Diffusion model quality depends heavily on the sampler. DDIM gives a deterministic ODE integrator that recovers DDPM quality in tens of steps. Heun, Euler-A, DPM-Solver and DPM-Solver++ (Lu et al. 2022) use higher-order ODE methods to cut sampling further. UniPC (Zhao et al. 2023) adds predictor corrector steps. Progressive distillation (Salimans and Ho 2022) and consistency distillation repeatedly halve the number of required steps, leading to two-, four-, or eight-step samplers that approach multistep teacher quality.
By 2024 and 2025 the landscape has shifted in three ways. First, diffusion models and flow-matching variants dominate FID on ImageNet, CelebA-HQ, FFHQ, and similar datasets; ADM started this trend and DiT (Peebles and Xie 2022, arXiv 2212.09748), with a transformer backbone, pushed class-conditional ImageNet 256 to FID 2.27. Second, distillation methods such as consistency models and rectified flow have closed most of the latency gap that originally favoured GANs. Third, GAN-family models, especially StyleGAN3 and its descendants, remain the dominant tools for face editing through inversion in the W or W+ latent space.
Unconditional generators are used for synthetic data generation where real data is scarce or sensitive, including medical imaging. They support face editing through GAN inversion, mapping a real photograph to a latent code that can be moved along semantic directions for age, expression, or pose. They serve as building blocks for data augmentation, power latent-space exploration in creative tools and generative art, and enable anomaly detection by comparing real inputs to the closest sample the model can produce. Face anonymisation systems use them to replace identities while preserving non-identity attributes.

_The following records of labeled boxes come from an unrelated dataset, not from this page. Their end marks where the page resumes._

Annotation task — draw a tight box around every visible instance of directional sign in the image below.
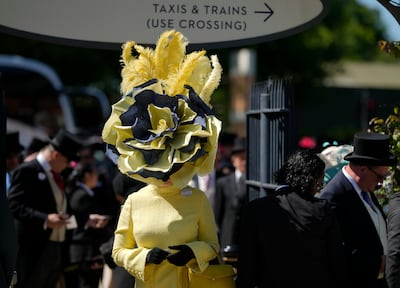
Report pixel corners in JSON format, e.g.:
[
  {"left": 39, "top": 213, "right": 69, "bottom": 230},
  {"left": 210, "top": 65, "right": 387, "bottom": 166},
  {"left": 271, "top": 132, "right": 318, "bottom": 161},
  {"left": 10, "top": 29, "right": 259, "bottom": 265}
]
[{"left": 0, "top": 0, "right": 328, "bottom": 48}]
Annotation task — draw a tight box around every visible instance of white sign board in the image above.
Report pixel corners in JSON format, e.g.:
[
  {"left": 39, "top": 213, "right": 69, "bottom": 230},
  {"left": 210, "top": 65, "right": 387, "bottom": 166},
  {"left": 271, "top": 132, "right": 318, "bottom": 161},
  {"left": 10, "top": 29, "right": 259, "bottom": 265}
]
[{"left": 0, "top": 0, "right": 328, "bottom": 48}]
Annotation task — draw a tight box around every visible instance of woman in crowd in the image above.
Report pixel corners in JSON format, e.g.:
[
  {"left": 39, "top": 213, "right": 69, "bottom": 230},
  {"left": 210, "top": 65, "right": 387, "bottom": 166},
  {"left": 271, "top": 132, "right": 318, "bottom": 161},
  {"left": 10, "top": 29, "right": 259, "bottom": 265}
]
[{"left": 237, "top": 150, "right": 343, "bottom": 288}]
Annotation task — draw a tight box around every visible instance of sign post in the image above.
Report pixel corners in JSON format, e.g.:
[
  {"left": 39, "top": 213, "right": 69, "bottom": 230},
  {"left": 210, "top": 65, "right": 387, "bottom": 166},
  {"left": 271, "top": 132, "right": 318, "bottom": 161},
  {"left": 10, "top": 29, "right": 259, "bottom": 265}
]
[{"left": 0, "top": 0, "right": 328, "bottom": 49}]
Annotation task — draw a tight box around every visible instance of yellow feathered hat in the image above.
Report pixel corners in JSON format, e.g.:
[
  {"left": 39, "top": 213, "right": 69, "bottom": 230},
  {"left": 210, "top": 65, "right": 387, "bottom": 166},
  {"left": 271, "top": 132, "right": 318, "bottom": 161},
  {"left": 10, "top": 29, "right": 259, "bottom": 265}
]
[{"left": 102, "top": 30, "right": 222, "bottom": 188}]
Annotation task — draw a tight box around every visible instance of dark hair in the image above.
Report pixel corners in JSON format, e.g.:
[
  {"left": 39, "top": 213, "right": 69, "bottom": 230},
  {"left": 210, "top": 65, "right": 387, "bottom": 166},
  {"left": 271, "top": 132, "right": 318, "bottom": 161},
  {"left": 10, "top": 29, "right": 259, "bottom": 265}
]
[{"left": 275, "top": 150, "right": 325, "bottom": 194}]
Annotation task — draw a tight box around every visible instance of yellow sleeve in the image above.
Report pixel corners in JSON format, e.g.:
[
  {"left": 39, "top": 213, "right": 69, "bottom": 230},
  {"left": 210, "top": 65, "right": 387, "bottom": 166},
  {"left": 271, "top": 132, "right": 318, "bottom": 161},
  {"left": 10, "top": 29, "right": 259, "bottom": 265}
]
[
  {"left": 187, "top": 192, "right": 219, "bottom": 272},
  {"left": 112, "top": 197, "right": 151, "bottom": 281}
]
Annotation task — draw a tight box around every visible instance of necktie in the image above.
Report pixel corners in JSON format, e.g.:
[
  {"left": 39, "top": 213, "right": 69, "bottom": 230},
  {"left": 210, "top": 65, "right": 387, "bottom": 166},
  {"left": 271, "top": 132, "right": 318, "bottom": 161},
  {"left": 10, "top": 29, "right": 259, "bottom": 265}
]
[{"left": 361, "top": 191, "right": 375, "bottom": 211}]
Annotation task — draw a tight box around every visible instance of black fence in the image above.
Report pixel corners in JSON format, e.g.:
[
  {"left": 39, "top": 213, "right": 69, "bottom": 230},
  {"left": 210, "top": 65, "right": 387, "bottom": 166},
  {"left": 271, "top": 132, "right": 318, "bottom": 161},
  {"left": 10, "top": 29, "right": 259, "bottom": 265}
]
[{"left": 246, "top": 78, "right": 295, "bottom": 201}]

Mode collapse, where the generator covers only a subset of the data distribution, is a long-standing failure mode for GANs and is hard to detect from FID alone. GAN training instability is the primary reason most recent state-of-the-art models are diffusion-based. Diffusion sampling, even with fast solvers, typically requires more compute per sample than a GAN. Evaluation reliability is a real concern: FID is a proxy that depends on the Inception backbone and is biased toward features useful on ImageNet, so it can mis-rank generators on faces, medical scans, or art. High-resolution generation remains expensive in memory and time. Unconditional models inherit training data biases, so face models trained on web-scraped sets show systematic demographic skew.